Mais l’intérêt du documentaire est dans l’émotion qu’il sucite, de manière bouleversante, inattendue, par la puissance du cri de révolte musical. Il ne faut pas aller le voir parce que la couleur de l’affiche est la même que celle de l’écharpe de Mélanchon, ou de Jacques Weber, ou de la vôtre, monsieur au rang devant moi, chapeau de feutre et cheveux gris en désorde soigné rive gauche, qui n’avez pas pleuré.

Donc c’est un film sur lequel il n’est pas besoin de tartiner. La jeune auteure iranienne initiatrice du projet trop souvent, naturellement, au premier plan, la découverte étonnée, mais compréhensible, des artistes français collaborant au projet sur la censure, les revers administratifs etc. Ces mêmes musiciens, les français, si talentueux et fins, Jeanne Cherhal, Elise Caron, qui sauront accorder leur voix dans un unisson de partage et de collaboration. Bon. Le voile levé sur l’étonnante transversalité musicale, et l’ouverture: les sons du batteur assez fou et génial, mais qui manque de se débiner, comme Caron, devant les vetos durs à lever. Davantage de combativité musicale que diplomatique en l’occurence.

Comme souvent également dans ce type de documentaire, mais ici plus que dans tout autre, l’émotion surgit à la croisée entre l’expression d’une révolte par delà le politique, et le beauté ancêstrale du chant. Bien au-delà encore de la coopération binationale, et nécessaire au bouclage du budget, qui laisse entrer dans le film quelques scènes inévitablement bien pensantes et naïves, du type: Jeanne Cherhal, lunette noire, très parisienne bobo malgré tout son talent, ne cèdant pas à un cliché dans un échange, à Paris, avec Sara Najafi:  » je réalise à quel point j’ai de la chance ». De se produire, de ne pas subir de discrimination ou d’interdicion de chanter en tant que femme. Etc. Bien entendu − l’artiste française l’aurait elle tu par politesse?− la chance n’est pas de  notre côté, mais la malchance du leur. Ou encore, plutôt qu’une question de « chance » une question de droit, politique et naturel pour le coup.

 Non. Ce n’est pas pour tout ça qu’il faut ou pas aller voir  et surtout écouter No Land’s Song… Alors quoi?

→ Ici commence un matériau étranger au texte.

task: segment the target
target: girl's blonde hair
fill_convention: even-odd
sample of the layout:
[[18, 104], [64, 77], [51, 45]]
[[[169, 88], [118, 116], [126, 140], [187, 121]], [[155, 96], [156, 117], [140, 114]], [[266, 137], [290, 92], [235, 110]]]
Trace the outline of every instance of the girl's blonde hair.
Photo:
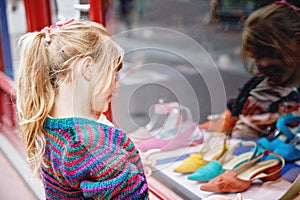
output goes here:
[[[248, 57], [279, 56], [288, 65], [296, 62], [297, 49], [290, 42], [300, 33], [300, 11], [287, 4], [269, 5], [253, 12], [245, 22], [242, 33], [242, 53], [248, 71]], [[298, 41], [299, 42], [299, 41]]]
[[[104, 28], [94, 22], [72, 22], [49, 31], [25, 34], [21, 46], [17, 82], [17, 108], [27, 158], [37, 170], [45, 150], [43, 124], [51, 113], [61, 81], [71, 81], [73, 62], [85, 56], [93, 58], [93, 91], [109, 89], [123, 52]], [[100, 83], [100, 84], [99, 84]]]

Ce n’est donc pas un film comme les autres du même genre car en final, c’est un film qui inonde. Et,pour le pire ou le meilleur: on ne sait pas trop pourquoi. Pourquoi, réellement, non pas vraiment, mais on sait, on sent.

Pour quelqu’un, quelqu’une: la voix bien précise, bien supérieure d’une chanteuse iranienne, Parvin Namazi, qui est là, une chanteuse connue, qui participe d’abord de manière subtile aux échanges, femme la plus agée de toutes, mais dont la voix vous coupe le souffle dès qu’elle surgit, du tout début à la fin.

Cette inondation est-elle justifiée? N’est-elle pas subjective? Est-ce vraiment elle, ces quelques minutes qui donne sa saveur au tout? A-t-on raison ou pas, n’est-on pas fou de fondre en larme comme ça en l’entendant?

Je ne sais pas. Mais juste une scène  peut-être… L’esquisser n’ôtera pas l’envie de la voir en vrai. Il s’agit d’un moment extrêmement intimiste, presque impudique qu’ils ont décidé de garder au montage. Un bout d’essai, de répétition en aparté entre le jeune guitariste Sébastien Hoog et cette chanteuse qui pourrait être sa mère. Au bout de quelques secondes le type (hyper talentueux, qui a dû en entendre d’autres…) ne peut plus jouer. Il se contient, il retente, mais rien à faire: dès qu’elle chante il pleure. On le sent lui même stupéfait de cette émotion; n’en pouvant plus, il sort du plan.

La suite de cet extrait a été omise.